Patrz też: Na czas wizytacji miały nie przychodzić do pracy, bo... są za brzydkie
- Uważa pani, że w ciągu ostatnich 20 lat świadomość społeczna wzrosła?
- Na pewno. Jednak to kobiety w ciągu tych 20 lat padały ofiarami transformacji. W czasie masowych zwolnień kobiety pracujące głównie w przemyśle lekkim traciły pracę bez odpraw. Z kolei pracownicy typowo męskich profesji jak górnictwo byli zwalniani z wysokimi odprawami. Ponadto nadal nie możemy doprosić się liberalizacji ustawy antyaborcyjnej. Proszę jednak nie myśleć, że stawiam na aborcję. Stawiam na edukację seksualną. 10 proc. ciąż to ciąże nastolatek, które nie wiedzą, jak przed niechcianym dzieckiem się zabezpieczyć.
- Poszukajmy jednak pozytywów. Co prawda w zarządach największych spółek zasiada tylko 7 proc. kobiet, ale już na stanowiskach kierowniczych stanowią one ponad 30 proc., co jest najlepszym wynikiem w Europie. Chyba należy się tym cieszyć?
- Te badania są trochę zakłamane, gdyż mamy w Polsce wiele firm jednoosobowych, zakładanych przez kobiety, które potem liczone są jako kierowniczki.
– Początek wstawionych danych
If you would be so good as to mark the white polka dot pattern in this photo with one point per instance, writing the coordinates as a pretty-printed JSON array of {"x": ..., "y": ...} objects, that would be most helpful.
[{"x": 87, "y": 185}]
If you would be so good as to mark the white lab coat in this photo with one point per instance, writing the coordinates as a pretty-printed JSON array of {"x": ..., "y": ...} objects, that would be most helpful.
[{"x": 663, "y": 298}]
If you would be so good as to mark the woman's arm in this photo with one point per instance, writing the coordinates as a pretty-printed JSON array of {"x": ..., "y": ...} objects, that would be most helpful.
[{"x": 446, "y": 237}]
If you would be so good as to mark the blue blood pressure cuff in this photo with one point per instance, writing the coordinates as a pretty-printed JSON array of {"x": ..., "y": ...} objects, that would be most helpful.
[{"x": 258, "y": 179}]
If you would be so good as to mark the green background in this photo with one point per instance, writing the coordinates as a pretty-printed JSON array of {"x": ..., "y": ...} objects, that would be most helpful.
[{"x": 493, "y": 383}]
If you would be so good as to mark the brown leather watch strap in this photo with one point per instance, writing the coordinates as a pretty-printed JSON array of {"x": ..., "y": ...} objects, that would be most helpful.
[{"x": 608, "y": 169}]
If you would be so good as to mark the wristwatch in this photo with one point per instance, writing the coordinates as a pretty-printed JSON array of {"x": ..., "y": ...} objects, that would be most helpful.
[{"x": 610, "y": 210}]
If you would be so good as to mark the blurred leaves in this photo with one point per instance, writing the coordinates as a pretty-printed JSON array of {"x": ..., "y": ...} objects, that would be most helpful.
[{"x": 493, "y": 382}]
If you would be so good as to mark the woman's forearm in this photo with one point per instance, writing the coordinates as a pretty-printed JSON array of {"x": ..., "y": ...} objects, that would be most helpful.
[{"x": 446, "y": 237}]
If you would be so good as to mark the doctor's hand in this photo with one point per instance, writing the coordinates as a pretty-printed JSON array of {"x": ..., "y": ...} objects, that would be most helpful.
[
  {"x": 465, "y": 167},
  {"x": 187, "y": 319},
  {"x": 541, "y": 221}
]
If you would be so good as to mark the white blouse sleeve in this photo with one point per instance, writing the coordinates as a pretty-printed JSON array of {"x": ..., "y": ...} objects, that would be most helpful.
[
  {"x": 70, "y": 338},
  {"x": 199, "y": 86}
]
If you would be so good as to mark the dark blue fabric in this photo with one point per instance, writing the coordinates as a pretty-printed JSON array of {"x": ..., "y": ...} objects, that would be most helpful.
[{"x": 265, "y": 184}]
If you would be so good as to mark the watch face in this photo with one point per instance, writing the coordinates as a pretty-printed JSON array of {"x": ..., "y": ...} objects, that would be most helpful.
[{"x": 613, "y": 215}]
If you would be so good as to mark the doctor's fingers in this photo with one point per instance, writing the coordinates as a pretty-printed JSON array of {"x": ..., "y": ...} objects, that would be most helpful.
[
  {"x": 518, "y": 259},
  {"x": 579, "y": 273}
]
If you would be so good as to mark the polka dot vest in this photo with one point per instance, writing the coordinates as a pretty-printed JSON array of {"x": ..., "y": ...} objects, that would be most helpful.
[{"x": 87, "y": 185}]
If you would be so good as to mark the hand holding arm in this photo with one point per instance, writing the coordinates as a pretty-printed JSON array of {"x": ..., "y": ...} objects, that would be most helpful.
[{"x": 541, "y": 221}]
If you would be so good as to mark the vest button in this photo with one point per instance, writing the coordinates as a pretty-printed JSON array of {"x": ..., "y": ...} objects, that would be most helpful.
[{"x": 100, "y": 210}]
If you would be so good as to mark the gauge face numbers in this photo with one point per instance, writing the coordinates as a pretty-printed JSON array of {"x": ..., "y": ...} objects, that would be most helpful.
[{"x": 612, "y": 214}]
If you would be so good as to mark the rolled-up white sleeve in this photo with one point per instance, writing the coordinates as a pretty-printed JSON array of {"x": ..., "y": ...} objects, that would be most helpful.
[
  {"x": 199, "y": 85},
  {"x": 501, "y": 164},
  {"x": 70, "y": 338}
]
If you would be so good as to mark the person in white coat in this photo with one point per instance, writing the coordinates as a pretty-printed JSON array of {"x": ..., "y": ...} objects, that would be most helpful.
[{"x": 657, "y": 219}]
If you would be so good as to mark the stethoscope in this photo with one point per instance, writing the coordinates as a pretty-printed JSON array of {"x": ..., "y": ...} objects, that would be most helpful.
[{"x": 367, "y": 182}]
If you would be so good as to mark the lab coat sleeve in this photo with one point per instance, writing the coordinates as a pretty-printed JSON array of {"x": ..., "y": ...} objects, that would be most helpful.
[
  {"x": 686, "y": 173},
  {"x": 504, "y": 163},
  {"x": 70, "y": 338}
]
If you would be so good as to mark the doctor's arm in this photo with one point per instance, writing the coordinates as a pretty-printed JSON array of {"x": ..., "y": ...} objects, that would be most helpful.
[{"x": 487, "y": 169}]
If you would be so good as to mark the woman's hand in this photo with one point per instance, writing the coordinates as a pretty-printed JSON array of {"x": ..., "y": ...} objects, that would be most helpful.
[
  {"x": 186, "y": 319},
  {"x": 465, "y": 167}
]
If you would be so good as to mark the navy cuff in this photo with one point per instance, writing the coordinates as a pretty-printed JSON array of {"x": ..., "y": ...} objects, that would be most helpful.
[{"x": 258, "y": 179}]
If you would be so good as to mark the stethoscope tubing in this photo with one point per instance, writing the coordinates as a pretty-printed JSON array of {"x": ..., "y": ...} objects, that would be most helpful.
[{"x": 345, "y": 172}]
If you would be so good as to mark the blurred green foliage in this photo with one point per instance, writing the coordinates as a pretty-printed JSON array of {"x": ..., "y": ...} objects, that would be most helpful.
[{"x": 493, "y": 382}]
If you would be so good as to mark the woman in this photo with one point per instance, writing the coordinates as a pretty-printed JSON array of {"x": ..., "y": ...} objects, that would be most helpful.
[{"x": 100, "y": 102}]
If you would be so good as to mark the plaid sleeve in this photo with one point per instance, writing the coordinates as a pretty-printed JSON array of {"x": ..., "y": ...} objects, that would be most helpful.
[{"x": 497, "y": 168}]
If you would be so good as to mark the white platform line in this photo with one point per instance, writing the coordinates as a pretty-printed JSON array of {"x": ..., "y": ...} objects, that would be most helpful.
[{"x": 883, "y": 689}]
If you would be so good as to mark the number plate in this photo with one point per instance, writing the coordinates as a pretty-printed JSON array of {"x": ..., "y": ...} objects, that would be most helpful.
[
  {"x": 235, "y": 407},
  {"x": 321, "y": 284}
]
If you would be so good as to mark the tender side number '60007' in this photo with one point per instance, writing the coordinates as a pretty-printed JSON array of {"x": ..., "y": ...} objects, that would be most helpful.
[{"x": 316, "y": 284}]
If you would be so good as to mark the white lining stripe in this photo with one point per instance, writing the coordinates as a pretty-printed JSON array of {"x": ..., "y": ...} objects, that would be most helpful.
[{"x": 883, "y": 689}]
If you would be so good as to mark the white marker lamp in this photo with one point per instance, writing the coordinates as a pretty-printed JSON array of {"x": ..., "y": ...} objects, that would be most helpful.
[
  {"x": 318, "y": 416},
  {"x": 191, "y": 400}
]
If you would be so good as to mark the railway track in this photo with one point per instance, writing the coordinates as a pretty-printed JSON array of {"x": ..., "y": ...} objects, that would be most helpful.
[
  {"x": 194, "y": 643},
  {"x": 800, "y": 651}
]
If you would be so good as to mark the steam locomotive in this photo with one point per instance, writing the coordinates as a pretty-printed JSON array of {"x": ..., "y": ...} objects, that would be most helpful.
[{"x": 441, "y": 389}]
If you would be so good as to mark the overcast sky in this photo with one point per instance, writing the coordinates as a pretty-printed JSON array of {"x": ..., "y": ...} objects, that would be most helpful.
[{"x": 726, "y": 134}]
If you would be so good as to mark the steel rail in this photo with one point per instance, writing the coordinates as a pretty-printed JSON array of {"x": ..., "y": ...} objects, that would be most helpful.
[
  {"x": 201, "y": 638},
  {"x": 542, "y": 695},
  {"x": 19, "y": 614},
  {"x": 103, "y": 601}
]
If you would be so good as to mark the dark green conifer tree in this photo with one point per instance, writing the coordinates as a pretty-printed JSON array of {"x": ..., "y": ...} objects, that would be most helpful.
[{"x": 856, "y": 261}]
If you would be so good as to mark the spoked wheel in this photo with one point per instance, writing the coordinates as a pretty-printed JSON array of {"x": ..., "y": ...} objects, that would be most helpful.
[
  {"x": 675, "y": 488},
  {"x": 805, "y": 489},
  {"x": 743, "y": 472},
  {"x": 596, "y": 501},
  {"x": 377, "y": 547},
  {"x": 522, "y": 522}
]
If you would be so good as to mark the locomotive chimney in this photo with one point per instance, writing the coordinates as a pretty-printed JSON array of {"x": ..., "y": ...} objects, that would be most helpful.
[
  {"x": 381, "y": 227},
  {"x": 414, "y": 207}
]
Nie mówię jednak, żeby wyeliminować mężczyzn. Równa reprezentacja kobiet i mężczyzn, wzajemnie uzupełnianie się umiejętnościami i sposobem myślenia może wpłynąć tylko korzystnie na gospodarkę.
- Kongres Kobiet powołał swój gabinet cieni, składający się z samych kobiet. Sceptyk powiedziałby, że szykujecie się do przejęcia władzy i stworzenia Rzeczpospolitej babskiej. Gdzie tu równouprawnienie?
- Myślę, że działa to na zasadzie kontrastu. Na najbardziej eksponowanych stanowiskach politycznych mamy do czynienia z przytłaczającą dominacją mężczyzn.
- Jak pani ocenia kobiety ministrów w obecnym rządzie?
- Trochę trudno mi je ocenić, ponieważ prezentują trochę inny światopogląd niż nasz. Jednak proszę nie oczekiwać, że będę źle mówiła o kobietach (śmiech).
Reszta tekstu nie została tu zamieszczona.